We listened as our friends told us that in many small villages of Poland, depressed, hopeless husbands and fathers were committing suicide, children were going hungry, and parents were keeping their children home from school because they had no shoes. This greatly impacted me and opened my eyes to an opportunity to make a difference in the lives of poor people in this nation.

Previously, we had served as missionaries to Mexico where we would frequently load up the van with 50 lb bags of beans, corn meal, flour, shoes and used clothes and anything else that we felt the people could use. It was a source of great joy to see the smiles on the faces of the people as they accepted our meager attempt to make a difference in their lives.

In Poland, Karen and I loved to spend Sunday afternoons driving through the countryside and exploring small, off the beaten paths leading up into some secluded valley. The road always ended in some poor village where society had all but forgotten the people. I thought we surely could do the same thing here in Poland that we had done in Mexico.

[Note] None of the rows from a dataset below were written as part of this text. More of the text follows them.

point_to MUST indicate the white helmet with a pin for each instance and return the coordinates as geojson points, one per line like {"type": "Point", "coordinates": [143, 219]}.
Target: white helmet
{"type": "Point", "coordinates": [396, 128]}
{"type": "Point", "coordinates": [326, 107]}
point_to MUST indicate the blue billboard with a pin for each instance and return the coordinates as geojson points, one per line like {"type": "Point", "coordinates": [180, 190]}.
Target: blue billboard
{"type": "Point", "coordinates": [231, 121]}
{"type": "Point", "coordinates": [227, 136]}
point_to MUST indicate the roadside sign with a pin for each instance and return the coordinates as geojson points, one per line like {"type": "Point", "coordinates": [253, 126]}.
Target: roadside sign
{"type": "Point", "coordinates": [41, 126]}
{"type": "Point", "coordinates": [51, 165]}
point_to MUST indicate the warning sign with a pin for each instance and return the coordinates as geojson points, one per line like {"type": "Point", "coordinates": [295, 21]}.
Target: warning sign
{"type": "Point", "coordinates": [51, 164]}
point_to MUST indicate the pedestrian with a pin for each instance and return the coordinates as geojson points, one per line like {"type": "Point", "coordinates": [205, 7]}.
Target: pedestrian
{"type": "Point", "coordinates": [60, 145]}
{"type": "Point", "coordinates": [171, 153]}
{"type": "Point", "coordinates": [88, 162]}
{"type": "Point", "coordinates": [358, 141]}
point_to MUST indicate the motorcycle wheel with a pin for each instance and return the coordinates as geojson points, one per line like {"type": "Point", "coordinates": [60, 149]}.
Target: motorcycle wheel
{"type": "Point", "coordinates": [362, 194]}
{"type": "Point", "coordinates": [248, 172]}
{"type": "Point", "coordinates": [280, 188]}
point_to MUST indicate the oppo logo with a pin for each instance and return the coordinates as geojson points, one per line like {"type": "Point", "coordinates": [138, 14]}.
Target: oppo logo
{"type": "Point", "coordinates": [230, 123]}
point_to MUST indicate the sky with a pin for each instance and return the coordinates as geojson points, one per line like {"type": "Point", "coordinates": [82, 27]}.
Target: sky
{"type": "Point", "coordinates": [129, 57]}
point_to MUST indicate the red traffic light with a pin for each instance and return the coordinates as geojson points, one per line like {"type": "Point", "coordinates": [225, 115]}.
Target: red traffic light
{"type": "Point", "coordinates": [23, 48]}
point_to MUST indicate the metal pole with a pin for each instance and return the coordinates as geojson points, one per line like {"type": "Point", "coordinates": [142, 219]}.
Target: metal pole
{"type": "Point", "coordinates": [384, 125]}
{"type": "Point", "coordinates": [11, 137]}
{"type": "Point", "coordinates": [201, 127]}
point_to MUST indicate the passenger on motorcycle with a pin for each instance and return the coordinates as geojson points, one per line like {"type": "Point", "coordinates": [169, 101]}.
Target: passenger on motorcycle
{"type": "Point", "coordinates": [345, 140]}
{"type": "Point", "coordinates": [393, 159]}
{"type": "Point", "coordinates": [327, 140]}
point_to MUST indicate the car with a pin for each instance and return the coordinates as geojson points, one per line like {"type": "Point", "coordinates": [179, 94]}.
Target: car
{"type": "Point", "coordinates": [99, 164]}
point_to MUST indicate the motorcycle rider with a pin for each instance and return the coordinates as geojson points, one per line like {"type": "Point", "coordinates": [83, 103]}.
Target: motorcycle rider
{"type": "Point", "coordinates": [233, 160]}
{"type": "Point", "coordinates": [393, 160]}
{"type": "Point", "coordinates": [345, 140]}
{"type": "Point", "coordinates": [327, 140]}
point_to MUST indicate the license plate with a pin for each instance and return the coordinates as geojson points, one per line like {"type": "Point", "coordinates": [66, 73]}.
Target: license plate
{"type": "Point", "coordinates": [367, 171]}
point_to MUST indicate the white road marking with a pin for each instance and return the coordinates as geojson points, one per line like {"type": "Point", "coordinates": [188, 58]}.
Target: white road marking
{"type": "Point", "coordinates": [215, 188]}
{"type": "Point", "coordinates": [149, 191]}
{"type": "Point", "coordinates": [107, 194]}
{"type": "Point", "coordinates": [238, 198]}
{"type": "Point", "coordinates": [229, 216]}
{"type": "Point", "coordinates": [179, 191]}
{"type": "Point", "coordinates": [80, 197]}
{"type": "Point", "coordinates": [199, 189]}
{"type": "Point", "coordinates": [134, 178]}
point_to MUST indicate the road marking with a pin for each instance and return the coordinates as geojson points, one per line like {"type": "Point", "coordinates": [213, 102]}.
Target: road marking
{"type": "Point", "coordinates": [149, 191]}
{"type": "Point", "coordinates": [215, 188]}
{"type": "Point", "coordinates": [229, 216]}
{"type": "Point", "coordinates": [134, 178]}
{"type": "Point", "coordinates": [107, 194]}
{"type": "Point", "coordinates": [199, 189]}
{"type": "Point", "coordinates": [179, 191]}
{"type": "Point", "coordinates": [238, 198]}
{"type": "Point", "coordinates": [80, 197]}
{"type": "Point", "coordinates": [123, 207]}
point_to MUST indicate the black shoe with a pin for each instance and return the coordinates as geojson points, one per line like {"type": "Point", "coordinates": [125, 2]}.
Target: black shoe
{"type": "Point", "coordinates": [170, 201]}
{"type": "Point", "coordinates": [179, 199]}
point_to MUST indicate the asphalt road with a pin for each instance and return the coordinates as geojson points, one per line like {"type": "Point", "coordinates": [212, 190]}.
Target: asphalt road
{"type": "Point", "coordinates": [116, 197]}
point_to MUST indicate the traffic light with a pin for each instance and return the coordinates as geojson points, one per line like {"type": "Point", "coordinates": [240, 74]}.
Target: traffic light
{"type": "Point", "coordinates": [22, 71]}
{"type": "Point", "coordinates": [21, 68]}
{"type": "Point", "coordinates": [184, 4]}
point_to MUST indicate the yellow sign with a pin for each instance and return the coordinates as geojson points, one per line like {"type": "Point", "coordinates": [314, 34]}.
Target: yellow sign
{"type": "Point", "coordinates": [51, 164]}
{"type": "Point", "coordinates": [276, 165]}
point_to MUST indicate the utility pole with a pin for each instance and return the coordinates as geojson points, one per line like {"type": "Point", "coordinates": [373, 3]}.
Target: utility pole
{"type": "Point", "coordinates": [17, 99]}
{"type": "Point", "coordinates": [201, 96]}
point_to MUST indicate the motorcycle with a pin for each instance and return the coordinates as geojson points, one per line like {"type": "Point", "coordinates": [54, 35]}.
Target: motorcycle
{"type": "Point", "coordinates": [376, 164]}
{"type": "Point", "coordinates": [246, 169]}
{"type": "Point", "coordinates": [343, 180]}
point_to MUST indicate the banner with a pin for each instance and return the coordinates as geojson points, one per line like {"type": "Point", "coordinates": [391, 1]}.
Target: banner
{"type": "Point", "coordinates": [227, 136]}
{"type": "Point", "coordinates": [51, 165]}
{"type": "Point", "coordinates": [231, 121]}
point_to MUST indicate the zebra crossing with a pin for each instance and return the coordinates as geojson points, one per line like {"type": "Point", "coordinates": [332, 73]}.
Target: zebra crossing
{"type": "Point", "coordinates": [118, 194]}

For me it was simply the willingness and desire to meet a need, but I still needed to know that this was what God wanted me to do.

That weekend we had a wonderful time of sailing and swimming on the lake, but just under the surface my mind was constantly filled with scenes of barefoot, starving children and different ways that we could help alleviate their hopelessness and desperation. I still had not heard from God, but I knew that His answer would come soon. I didn’t have long to wait.

It happened in a rainstorm. It is amazing how many encounters I have had with God during rainstorms. The sky was ominous with sinister thunderheads that seemed to be woven together with jagged streaks of lightning. The rain began to fall in torrents as the wipers fought to keep the windshield clear. That was when I saw her. She was just a wisp of a girl, torn between seeking shelter under the overhang of the bus stop and standing in the rain so that she would draw the attention of anyone who might stop to buy her last two jars of blueberries. The money from one last sale could provide a paltry breakfast for her breakfast the next morning.

It happened so fast that I was already past her before I realized she was there. Abruptly, I pulled to the side of the road, made a U turn, and drove back to the bus stop. It wasn’t the blueberries, freshly picked from the surrounding forest, that made me return. It was she. For me, she was the lone symbol of every poor, starving, forgotten child that I had seen file past my mind that weekend. I didn’t need the blueberries, but I bought both the jars she had left. I offered her a ride home, but at that instant her father appeared to collect her so she wouldn’t have to walk home alone in the torrential rain.

As I pulled away from the bus stop, I had a very difficult time seeing the road ahead of me. It wasn’t the rain falling from the sky, it was the tears falling from my eyes. You see, in that small bus stop, almost hidden from the road behind the sheets of rain, He had spoken.